A Justiça de Santa Catarina negou que uma criança, de 11 anos, vítima de estupro e grávida de 29 semanas, realizasse um aborto autorizado. Em despacho expedido em 1º de junho, a magistrada Joana Ribeiro Zimmer, da 1ª Vara Cível de Tijucas, a 50 quilômetros de Florianópolis, decidiu pela permanência da criança em um abrigo com o objetivo de mantê-la afastada do possível autor da agressão sexual e também para impedir que a mãe da menina, responsável legal pela filha, levasse a cabo a decisão de interromper a gravidez.
“Se no início da medida protetiva o motivo do acolhimento institucional era a presença de suspeitos homens na casa, o fato é que, doravante, o risco é que a mãe efetue algum procedimento para operar a morte do bebê”, escreveu Joana Ribeiro Zimmer. Por envolver menores de idade, o caso segue em segredo de Justiça, mas o Estadão conseguiu acesso à decisão. As identidades da vítima e da mãe foram preservadas.

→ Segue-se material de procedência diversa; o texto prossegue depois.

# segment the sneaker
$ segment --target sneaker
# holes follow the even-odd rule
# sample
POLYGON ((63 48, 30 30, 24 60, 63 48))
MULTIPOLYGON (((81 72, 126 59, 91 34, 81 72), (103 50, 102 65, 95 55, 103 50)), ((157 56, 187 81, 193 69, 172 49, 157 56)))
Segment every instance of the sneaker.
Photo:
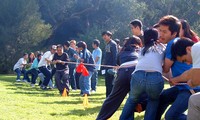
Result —
POLYGON ((16 80, 16 82, 20 82, 20 81, 21 81, 20 79, 17 79, 17 80, 16 80))
POLYGON ((91 93, 96 93, 96 91, 95 91, 95 90, 92 90, 91 93))
POLYGON ((35 84, 31 84, 31 87, 35 87, 35 84))
POLYGON ((42 90, 47 90, 47 87, 46 86, 41 86, 40 87, 42 90))
POLYGON ((27 80, 25 80, 25 79, 24 79, 24 80, 22 80, 22 81, 23 81, 23 82, 25 82, 25 83, 27 83, 27 82, 28 82, 28 81, 27 81, 27 80))
POLYGON ((76 91, 76 89, 72 89, 72 91, 76 91))

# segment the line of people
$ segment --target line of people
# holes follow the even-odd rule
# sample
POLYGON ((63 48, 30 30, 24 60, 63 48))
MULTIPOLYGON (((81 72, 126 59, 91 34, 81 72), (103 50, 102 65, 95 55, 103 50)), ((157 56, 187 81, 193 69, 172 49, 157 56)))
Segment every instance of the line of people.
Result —
MULTIPOLYGON (((166 120, 186 120, 187 116, 184 112, 188 109, 190 89, 199 92, 200 87, 191 88, 187 84, 177 84, 179 79, 180 81, 183 79, 179 76, 190 70, 192 65, 185 63, 187 57, 182 61, 173 58, 176 57, 174 53, 184 45, 177 48, 175 52, 172 47, 176 41, 184 41, 186 38, 192 42, 198 42, 199 37, 190 29, 186 20, 179 20, 172 15, 162 17, 153 26, 154 28, 144 32, 142 22, 138 19, 131 21, 130 27, 133 36, 124 39, 122 48, 117 45, 118 40, 116 42, 112 40, 110 31, 102 33, 102 38, 106 43, 102 64, 120 67, 114 69, 102 67, 102 73, 105 72, 106 99, 96 119, 109 119, 129 93, 119 118, 121 120, 133 120, 134 112, 139 112, 139 105, 141 105, 140 111, 145 110, 145 120, 160 120, 169 105, 171 106, 165 113, 166 120), (117 72, 115 69, 118 69, 117 72), (169 74, 169 82, 173 85, 168 89, 163 89, 163 73, 169 74)), ((37 66, 45 76, 41 88, 47 89, 52 79, 52 73, 47 68, 52 62, 55 64, 55 81, 60 93, 64 88, 67 88, 69 92, 69 84, 73 90, 80 88, 81 95, 90 95, 91 89, 96 91, 102 58, 99 44, 98 40, 93 41, 95 49, 93 53, 90 53, 84 41, 78 42, 77 45, 75 41, 66 42, 64 48, 62 45, 53 45, 50 51, 44 53, 37 66), (63 52, 64 49, 66 53, 63 52), (77 64, 80 62, 95 64, 95 66, 86 65, 89 75, 84 76, 75 73, 76 64, 67 64, 67 61, 77 62, 77 64), (75 74, 78 75, 76 77, 79 84, 76 84, 75 74), (62 82, 62 79, 65 81, 62 82)), ((25 59, 27 59, 27 54, 24 54, 14 67, 18 76, 17 81, 19 81, 19 71, 26 73, 23 69, 27 64, 25 59), (20 66, 19 69, 17 65, 20 66)), ((24 79, 26 77, 25 75, 24 79)))
MULTIPOLYGON (((92 43, 94 50, 90 53, 84 41, 79 41, 77 44, 75 40, 67 41, 63 46, 60 44, 52 45, 50 51, 45 52, 43 55, 41 53, 37 54, 36 58, 32 58, 32 62, 28 60, 28 54, 24 54, 13 68, 17 73, 16 81, 21 81, 20 75, 23 73, 23 81, 30 82, 31 86, 34 87, 39 76, 41 89, 48 90, 53 88, 52 80, 55 76, 55 86, 60 94, 62 94, 64 88, 69 93, 71 85, 72 91, 80 89, 81 95, 90 95, 91 92, 94 93, 97 89, 98 71, 102 59, 102 51, 99 45, 99 40, 95 39, 92 43), (29 63, 27 63, 27 60, 29 63), (67 62, 73 63, 68 64, 67 62), (94 64, 93 66, 86 65, 89 76, 83 76, 81 73, 76 72, 76 66, 80 62, 94 64), (25 68, 28 65, 31 65, 31 67, 26 70, 25 68), (31 80, 29 75, 31 75, 31 80)), ((31 55, 34 54, 31 53, 31 55)))
MULTIPOLYGON (((176 41, 184 41, 185 38, 190 39, 189 41, 192 43, 198 42, 199 37, 190 29, 186 20, 179 20, 172 15, 162 17, 153 26, 154 28, 146 30, 144 34, 140 34, 143 33, 141 32, 141 21, 134 20, 130 23, 130 26, 133 35, 137 35, 138 37, 143 36, 141 37, 144 38, 141 40, 143 47, 141 47, 135 59, 125 61, 125 68, 118 69, 114 87, 110 95, 105 99, 96 119, 109 119, 119 108, 126 94, 129 92, 129 97, 119 118, 120 120, 134 120, 134 112, 141 112, 143 110, 145 110, 145 120, 160 120, 164 112, 166 112, 164 116, 166 120, 186 120, 187 115, 184 112, 188 109, 188 101, 192 95, 190 91, 192 89, 195 92, 199 92, 200 87, 197 86, 199 82, 193 86, 190 85, 194 88, 191 88, 186 83, 178 83, 185 82, 191 78, 191 74, 187 78, 184 78, 185 76, 181 74, 192 68, 192 62, 190 59, 189 64, 185 63, 187 62, 188 56, 183 56, 182 60, 177 60, 182 55, 178 54, 179 49, 180 51, 181 47, 185 49, 184 44, 180 44, 176 50, 172 50, 171 47, 176 41), (174 53, 179 55, 175 54, 178 56, 177 59, 172 58, 174 53), (133 66, 133 61, 137 60, 137 64, 133 66), (173 86, 168 89, 163 89, 164 80, 162 73, 170 74, 170 71, 172 75, 169 75, 168 79, 173 86), (182 76, 182 78, 180 79, 178 76, 182 76), (141 105, 139 106, 141 108, 140 111, 138 110, 138 105, 141 105), (169 105, 171 106, 169 107, 169 105), (168 107, 169 109, 167 109, 168 107)), ((136 41, 136 38, 132 41, 134 40, 136 41)), ((134 44, 128 45, 132 45, 132 49, 135 46, 139 46, 134 44)), ((191 46, 191 44, 189 45, 191 46)), ((122 50, 126 47, 124 46, 122 50)), ((132 51, 132 53, 134 52, 136 50, 132 51)), ((183 53, 186 54, 186 52, 183 53)), ((127 58, 130 57, 129 54, 123 55, 127 55, 127 58)), ((122 56, 122 54, 119 54, 119 56, 122 56)), ((195 118, 191 116, 198 116, 200 113, 198 110, 199 104, 197 104, 199 102, 197 102, 198 100, 194 100, 198 98, 197 96, 198 94, 190 100, 191 104, 188 115, 188 119, 190 120, 199 119, 199 117, 195 118)))

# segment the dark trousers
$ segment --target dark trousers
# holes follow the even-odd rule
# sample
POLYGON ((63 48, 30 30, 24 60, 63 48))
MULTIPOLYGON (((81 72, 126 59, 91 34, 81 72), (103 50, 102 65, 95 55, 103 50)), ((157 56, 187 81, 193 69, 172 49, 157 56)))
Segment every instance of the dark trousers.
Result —
POLYGON ((108 97, 112 91, 114 79, 115 79, 115 76, 109 74, 106 70, 106 74, 105 74, 106 97, 108 97))
POLYGON ((67 71, 56 71, 55 73, 55 82, 60 94, 62 94, 64 88, 69 91, 69 74, 67 71))
MULTIPOLYGON (((195 90, 199 92, 199 90, 195 90)), ((160 95, 160 103, 156 120, 160 120, 167 107, 171 107, 165 114, 165 120, 186 120, 184 112, 188 109, 188 101, 191 96, 189 90, 180 90, 177 86, 164 90, 160 95)))
POLYGON ((75 80, 75 66, 69 66, 69 82, 72 89, 77 89, 77 83, 75 80))
POLYGON ((26 79, 27 79, 28 82, 30 82, 30 78, 28 76, 29 74, 31 75, 31 84, 35 84, 36 79, 38 77, 38 71, 35 68, 33 68, 33 69, 30 69, 26 72, 26 79))
POLYGON ((21 73, 23 73, 23 80, 26 80, 26 70, 25 69, 15 69, 15 72, 17 73, 17 79, 20 79, 21 73))
POLYGON ((39 70, 45 76, 42 85, 46 87, 49 84, 49 81, 51 79, 51 72, 45 66, 39 67, 39 70))
POLYGON ((117 78, 110 95, 104 101, 97 120, 107 120, 119 108, 127 93, 130 91, 131 74, 135 67, 121 68, 117 72, 117 78))

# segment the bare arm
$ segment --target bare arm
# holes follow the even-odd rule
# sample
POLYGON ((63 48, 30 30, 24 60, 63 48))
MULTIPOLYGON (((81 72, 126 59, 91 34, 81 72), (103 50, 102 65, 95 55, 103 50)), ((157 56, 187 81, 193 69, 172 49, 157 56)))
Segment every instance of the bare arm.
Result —
POLYGON ((196 87, 200 85, 200 69, 191 69, 191 79, 188 81, 188 85, 191 87, 196 87))
POLYGON ((99 58, 100 58, 100 57, 96 57, 96 58, 95 58, 95 60, 94 60, 95 63, 99 60, 99 58))
POLYGON ((170 71, 170 68, 171 68, 173 63, 174 63, 174 61, 172 61, 168 58, 165 58, 164 65, 163 65, 163 72, 168 73, 170 71))

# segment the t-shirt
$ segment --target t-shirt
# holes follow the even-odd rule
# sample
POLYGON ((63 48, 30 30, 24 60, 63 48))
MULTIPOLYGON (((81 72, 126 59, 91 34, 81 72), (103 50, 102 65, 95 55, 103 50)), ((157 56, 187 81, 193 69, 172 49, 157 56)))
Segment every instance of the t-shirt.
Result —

No despacho, Joana Ribeiro Zimmer defendeu a continuidade da gestação por parte da criança. Ela citou que o aborto deve ser realizado até 22 semanas de gravidez ou o feto atingir 500 gramas. A juíza se manifestou ainda favorável a manter a gravidez independentemente de a gestação provocar riscos à menina. “E ainda que feita a retirada do bebê no caso de risco concreto para a gestante, por qual motivo seria descartada a vida do bebê, que tem mais de 22 semanas e não é mais um conjunto de células, um bebê humano completo?”, questionou.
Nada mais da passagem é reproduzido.